Here's a (mostly) equivalent Perl script to the oneliner perl -p -i -e 's/\n\n/\n/g' *.xml
(one main difference being that this has strict
and warnings
enabled, which is strongly recommended), which you could expand upon by putting more code to modify the current line in the body of the while
loop.
#!/usr/bin/env perl
use warnings;
use strict;
if (!@ARGV) { # if no files on command line
@ARGV = glob('*.xml'); # get a default list of files
}
local $^I = ''; # enable inplace editing (like perl -i)

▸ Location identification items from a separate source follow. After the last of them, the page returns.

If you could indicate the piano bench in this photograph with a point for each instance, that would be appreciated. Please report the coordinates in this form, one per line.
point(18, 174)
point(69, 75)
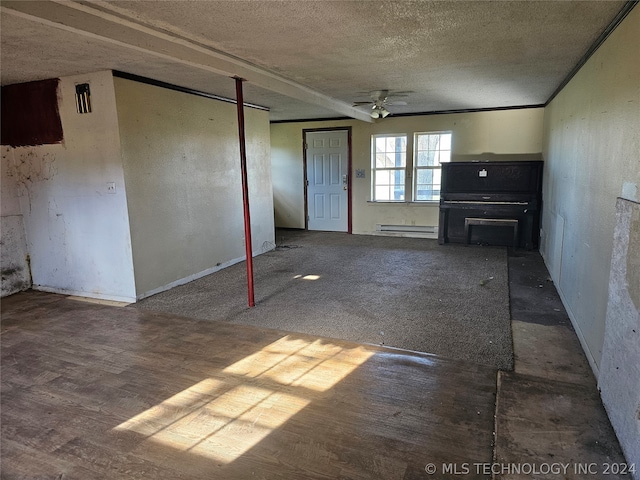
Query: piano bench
point(495, 222)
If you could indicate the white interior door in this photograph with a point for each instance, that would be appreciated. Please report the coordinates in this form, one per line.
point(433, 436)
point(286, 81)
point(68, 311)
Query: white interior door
point(327, 177)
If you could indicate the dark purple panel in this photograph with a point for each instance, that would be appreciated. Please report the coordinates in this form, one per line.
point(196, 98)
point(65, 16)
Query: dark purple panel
point(30, 114)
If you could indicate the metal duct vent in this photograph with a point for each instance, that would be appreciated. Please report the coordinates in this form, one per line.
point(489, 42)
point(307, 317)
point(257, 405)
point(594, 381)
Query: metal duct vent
point(83, 98)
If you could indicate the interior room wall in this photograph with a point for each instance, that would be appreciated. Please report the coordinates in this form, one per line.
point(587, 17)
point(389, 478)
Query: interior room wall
point(591, 145)
point(77, 233)
point(182, 172)
point(16, 274)
point(591, 153)
point(490, 135)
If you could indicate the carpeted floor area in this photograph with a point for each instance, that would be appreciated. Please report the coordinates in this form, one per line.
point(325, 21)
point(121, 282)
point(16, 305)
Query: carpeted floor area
point(408, 293)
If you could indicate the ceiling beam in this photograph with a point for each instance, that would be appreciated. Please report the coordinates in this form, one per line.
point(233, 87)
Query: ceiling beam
point(90, 22)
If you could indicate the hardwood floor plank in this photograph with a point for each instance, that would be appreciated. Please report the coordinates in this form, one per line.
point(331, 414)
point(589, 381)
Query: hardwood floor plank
point(109, 392)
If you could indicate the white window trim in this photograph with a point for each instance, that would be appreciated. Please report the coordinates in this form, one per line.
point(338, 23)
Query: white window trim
point(415, 167)
point(373, 170)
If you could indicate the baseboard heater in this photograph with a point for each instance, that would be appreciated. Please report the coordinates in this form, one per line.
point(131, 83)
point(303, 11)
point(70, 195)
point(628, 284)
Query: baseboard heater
point(408, 229)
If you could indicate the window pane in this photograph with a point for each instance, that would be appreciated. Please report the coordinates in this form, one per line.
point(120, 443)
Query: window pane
point(426, 158)
point(382, 161)
point(383, 177)
point(425, 176)
point(382, 193)
point(444, 156)
point(389, 162)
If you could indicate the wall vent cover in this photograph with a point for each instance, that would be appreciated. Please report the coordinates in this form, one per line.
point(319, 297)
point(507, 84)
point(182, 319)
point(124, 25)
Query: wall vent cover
point(83, 98)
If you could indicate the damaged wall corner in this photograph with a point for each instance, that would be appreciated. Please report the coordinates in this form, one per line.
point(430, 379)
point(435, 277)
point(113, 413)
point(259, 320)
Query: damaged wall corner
point(620, 370)
point(14, 264)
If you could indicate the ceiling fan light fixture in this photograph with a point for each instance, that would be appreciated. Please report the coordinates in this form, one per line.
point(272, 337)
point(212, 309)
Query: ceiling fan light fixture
point(379, 111)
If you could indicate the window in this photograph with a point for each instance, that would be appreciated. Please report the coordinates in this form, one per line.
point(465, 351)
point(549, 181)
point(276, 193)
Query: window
point(430, 150)
point(389, 165)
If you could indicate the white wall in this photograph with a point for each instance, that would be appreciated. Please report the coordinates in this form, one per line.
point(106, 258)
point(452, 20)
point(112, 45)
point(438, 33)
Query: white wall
point(499, 135)
point(182, 172)
point(592, 156)
point(16, 275)
point(591, 153)
point(77, 233)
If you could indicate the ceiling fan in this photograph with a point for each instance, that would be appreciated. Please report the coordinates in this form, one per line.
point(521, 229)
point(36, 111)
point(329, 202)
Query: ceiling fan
point(380, 100)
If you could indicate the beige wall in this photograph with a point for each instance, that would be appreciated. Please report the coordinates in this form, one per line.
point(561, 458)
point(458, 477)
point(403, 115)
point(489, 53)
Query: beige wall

while (<>) { # read each line of each file into $_
s/\n\n/\n/g; # modify $_ with a regex
# more regexes here...
print; # write the line $_ back out
}
You can save this script in a file such as process.pl
, and then run it with perl process.pl
, or do chmod u+x process.pl
and then run it via ./process.pl
.
On the other hand, you really shouldn't modify XML files with regular expressions, there are lots of Perl modules to do XML processing - I wrote about that some more here. Also, in the example you showed, s/\n\n/\n/g
actually won't have any effect, since when reading files line-by-line, no string will contain two \n
's (you can change how Perl reads files, but I don't see any mention of that in the question).
Edit: You've named the script in your example unicode.sh
- if you're processing Unicode files, then Perl has very powerful features to help with that, although the code won't necessarily end up as nice and short as I've showed above. You'll have to tell us some more about what you're doing, and show some example input and output, to get suggestions about that. See also e.g. perlunitut
.